How have you consulted with relevant stakeholders, including involving children and young people in the development of the policy/measure?
NPF4 CRWIA sets out the extensive consultation that was undertaken with children and young people as part of the development of the document. This included working with the Scottish Youth Parliament, the publication of think pieces, roadshows including visits to schools and a subsequent full public consultation process.
The NPF4 Youth Engagement report provided an insight into key issues as identified by young people in the development of the document. The most frequently mentioned issue was housing and the community provision linked with it (doctors, schools, community and leisure centres) and also affordability.
What evidence have you used to inform your assessment?
The CRWIA considered evidence from over 30 studies, research and surveys, the details of which are included in the Society and Equalities Impact Assessment,.
How will the impact of the policy/measure be monitored?
Impact of the policy intent and outcomes will be monitored as part of the NPF4 Delivery Programme.

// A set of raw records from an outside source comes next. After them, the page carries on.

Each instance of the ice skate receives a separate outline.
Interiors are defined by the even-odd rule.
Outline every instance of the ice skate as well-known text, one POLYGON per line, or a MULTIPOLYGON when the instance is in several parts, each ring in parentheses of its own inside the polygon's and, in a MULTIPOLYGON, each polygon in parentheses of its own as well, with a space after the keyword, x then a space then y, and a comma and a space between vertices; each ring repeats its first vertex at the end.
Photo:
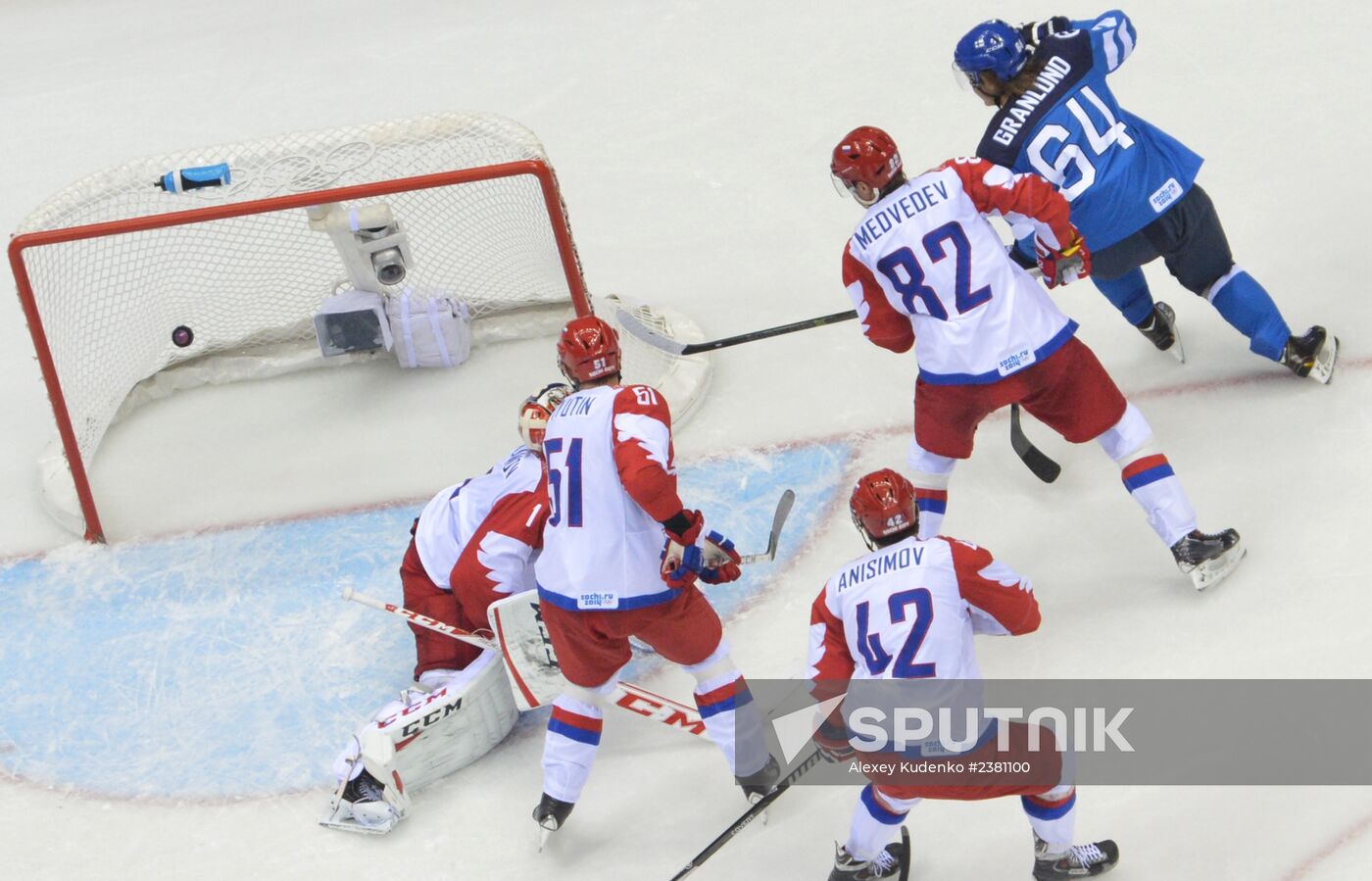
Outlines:
POLYGON ((834 870, 829 881, 874 881, 892 878, 906 881, 910 877, 910 833, 900 827, 900 841, 892 841, 875 859, 855 859, 848 848, 840 847, 834 854, 834 870))
POLYGON ((1302 336, 1291 336, 1281 350, 1281 364, 1297 376, 1309 376, 1328 384, 1334 379, 1334 362, 1339 357, 1339 338, 1331 336, 1318 324, 1302 336))
POLYGON ((567 818, 571 817, 573 807, 576 807, 575 801, 563 801, 546 792, 543 793, 543 797, 538 801, 538 807, 534 808, 534 822, 538 823, 539 851, 547 844, 547 837, 563 827, 567 818))
POLYGON ((1216 534, 1192 530, 1172 546, 1172 559, 1177 561, 1179 569, 1191 576, 1196 590, 1218 585, 1247 553, 1236 530, 1216 534))
POLYGON ((1163 302, 1154 303, 1143 324, 1135 327, 1161 351, 1169 353, 1181 364, 1187 362, 1187 353, 1181 349, 1181 335, 1177 333, 1177 313, 1172 312, 1172 306, 1163 302))
POLYGON ((1120 848, 1114 841, 1077 844, 1061 854, 1050 854, 1048 843, 1039 836, 1033 837, 1033 877, 1036 881, 1103 876, 1118 862, 1120 848))
POLYGON ((386 801, 384 792, 381 781, 364 770, 333 793, 329 814, 320 821, 320 825, 366 834, 390 832, 401 822, 401 817, 386 801))
POLYGON ((777 788, 778 777, 781 777, 781 768, 777 766, 777 759, 767 756, 767 764, 760 771, 755 771, 748 777, 735 777, 734 779, 744 788, 744 797, 748 799, 748 803, 757 804, 777 788))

This will inform future revisions to the supporting guidance. The guidance is intended to be a live document, in particular the content on Case Studies which can be updated in response to feedback.
How will you communicate to children and young people the impact of the policy/measure on their rights?

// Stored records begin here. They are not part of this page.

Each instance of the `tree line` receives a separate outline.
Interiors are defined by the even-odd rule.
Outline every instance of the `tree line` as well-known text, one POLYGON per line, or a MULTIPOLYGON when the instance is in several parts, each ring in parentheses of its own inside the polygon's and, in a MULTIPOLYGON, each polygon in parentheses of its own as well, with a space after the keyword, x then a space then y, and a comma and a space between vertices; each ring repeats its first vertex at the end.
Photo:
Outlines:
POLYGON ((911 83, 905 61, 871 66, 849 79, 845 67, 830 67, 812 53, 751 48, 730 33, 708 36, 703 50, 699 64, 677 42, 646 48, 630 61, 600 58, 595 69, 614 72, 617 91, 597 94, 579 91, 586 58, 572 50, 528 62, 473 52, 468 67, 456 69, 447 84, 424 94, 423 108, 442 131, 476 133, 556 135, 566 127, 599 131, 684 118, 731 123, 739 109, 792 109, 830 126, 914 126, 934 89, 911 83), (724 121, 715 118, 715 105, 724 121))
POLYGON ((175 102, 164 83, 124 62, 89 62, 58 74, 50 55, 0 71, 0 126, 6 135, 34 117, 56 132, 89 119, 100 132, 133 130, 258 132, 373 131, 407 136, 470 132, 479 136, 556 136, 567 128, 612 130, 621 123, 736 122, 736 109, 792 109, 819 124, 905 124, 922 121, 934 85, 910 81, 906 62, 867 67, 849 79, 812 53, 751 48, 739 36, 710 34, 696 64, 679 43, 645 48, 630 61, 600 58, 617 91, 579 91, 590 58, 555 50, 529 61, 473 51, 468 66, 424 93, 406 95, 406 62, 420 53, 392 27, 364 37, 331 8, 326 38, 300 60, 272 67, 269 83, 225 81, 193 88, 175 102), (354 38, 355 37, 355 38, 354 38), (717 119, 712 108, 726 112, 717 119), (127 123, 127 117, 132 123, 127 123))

We are considering how best to continue to engage with children and young people to ensure they are aware of the impact of the wider planning reform agenda. Planning, Architecture and Regeneration Division uses social media / twitter accounts (@ScotGovPlanning and @Placestandard ) which will be used to highlight the guidance. Division's e-alert / email is sent to around 1500 subscribers, which may include parents and carers and organisations that represent children and their interests.
There are also a number of specific requirements within the 2019 Act to ensure local authorities engage children and young people in the local development plan preparation processes, and to listen to their views. For example, regulations encourage planning authorities to promote their Proposed Plan through the internet. This can help to reach a wider audience, making it easier for more children and young people, as well as organisations and groups that represent children and their interests, to engage in planning.